Anti-Olympism
American-Jewish leaders have decried the failure of the International Olympic Committee to appropriately acknowledge the 40th anniversary of the Munich massacre as an insult to Jews and Israel. And that, we suspect, is one reason the IOC refused to spare a moment in memory of 11 slain Israeli athletes during Friday evening’s opening ceremonies.
Those who describe this as a Jewish, Israeli, or Middle East issue are making the same mistake as the IOC — in our case tactical, in their case essential. Remembering Munich at the Olympics is not about Israel, and it is not about the Israeli-Palestinian conflict. It is about 11 murdered athletes, whose deaths sullied the Olympic ideal as no other act before or since.
According to the Olympic charter, “The goal of Olympism is to place sport at the service of the harmonious development of humankind, with a view to promoting a peaceful society concerned with the preservation of human dignity.”

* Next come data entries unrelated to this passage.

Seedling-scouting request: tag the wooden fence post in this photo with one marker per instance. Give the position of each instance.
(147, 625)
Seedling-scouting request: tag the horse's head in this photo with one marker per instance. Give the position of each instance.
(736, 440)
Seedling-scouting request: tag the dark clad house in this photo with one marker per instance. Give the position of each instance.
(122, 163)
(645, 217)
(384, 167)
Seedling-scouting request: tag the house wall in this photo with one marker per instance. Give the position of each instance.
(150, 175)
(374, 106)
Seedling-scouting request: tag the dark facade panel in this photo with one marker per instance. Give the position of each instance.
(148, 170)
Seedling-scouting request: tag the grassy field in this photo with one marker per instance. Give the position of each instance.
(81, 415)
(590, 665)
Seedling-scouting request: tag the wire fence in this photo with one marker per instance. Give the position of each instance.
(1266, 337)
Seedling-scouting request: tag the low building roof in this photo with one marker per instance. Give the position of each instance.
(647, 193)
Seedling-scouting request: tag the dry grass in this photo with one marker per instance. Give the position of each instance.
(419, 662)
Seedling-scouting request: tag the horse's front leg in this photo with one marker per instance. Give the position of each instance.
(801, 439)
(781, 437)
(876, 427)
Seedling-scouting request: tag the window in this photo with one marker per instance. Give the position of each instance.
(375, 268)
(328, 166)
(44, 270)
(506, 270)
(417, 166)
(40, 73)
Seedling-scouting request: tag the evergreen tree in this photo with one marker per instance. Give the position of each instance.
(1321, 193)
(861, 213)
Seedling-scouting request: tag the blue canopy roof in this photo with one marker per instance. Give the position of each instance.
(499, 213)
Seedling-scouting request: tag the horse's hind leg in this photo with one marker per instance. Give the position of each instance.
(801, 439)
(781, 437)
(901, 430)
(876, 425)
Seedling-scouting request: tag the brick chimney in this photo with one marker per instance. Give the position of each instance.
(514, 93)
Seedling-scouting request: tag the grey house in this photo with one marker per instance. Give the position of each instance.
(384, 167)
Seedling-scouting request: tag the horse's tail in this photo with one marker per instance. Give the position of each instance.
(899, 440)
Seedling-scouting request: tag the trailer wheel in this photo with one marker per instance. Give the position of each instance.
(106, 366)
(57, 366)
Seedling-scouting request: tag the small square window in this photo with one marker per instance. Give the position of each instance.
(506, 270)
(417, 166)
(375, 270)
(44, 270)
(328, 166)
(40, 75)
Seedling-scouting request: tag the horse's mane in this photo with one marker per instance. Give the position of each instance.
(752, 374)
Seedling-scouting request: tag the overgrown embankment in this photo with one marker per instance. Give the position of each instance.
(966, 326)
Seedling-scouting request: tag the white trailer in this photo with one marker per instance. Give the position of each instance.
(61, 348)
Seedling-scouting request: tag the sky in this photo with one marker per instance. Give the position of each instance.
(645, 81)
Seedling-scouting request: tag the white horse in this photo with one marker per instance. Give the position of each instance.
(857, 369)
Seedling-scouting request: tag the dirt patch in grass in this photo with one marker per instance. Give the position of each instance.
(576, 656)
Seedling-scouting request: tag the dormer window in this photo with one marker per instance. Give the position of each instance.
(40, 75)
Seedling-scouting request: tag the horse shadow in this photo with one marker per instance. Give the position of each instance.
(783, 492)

Despite all the jingoism, medal-counting, and flag-waving, we’re told every four years that the athletes’ village is its own world apart, a haven where citizens of the world of sport can live under a pax Olympica. Armed gunmen — it shouldn’t matter, at least from the perspective of the Olympics themselves, that they were Palestinian — literally invaded that territory and killed 11 men gathered to compete in a sporting event. Such an affront to “Olympism” demanded a statement like the following: “We take no stand on world conflicts but bow our heads in sadness when one of those conflicts breaches the very walls of our sanctuary.”
By not bringing themselves to say something like that, the IOC is essentially endorsing the Palestinian argument that they had a right to carry their conflict into the Olympic compound. Either the Olympics represents a refuge from global conflict or it doesn’t; the IOC can’t have it both ways.
Murder is the ultimate denial of human dignity. If the IOC can’t acknowledge how its own charter was breached under its own flag, what are its ideals worth?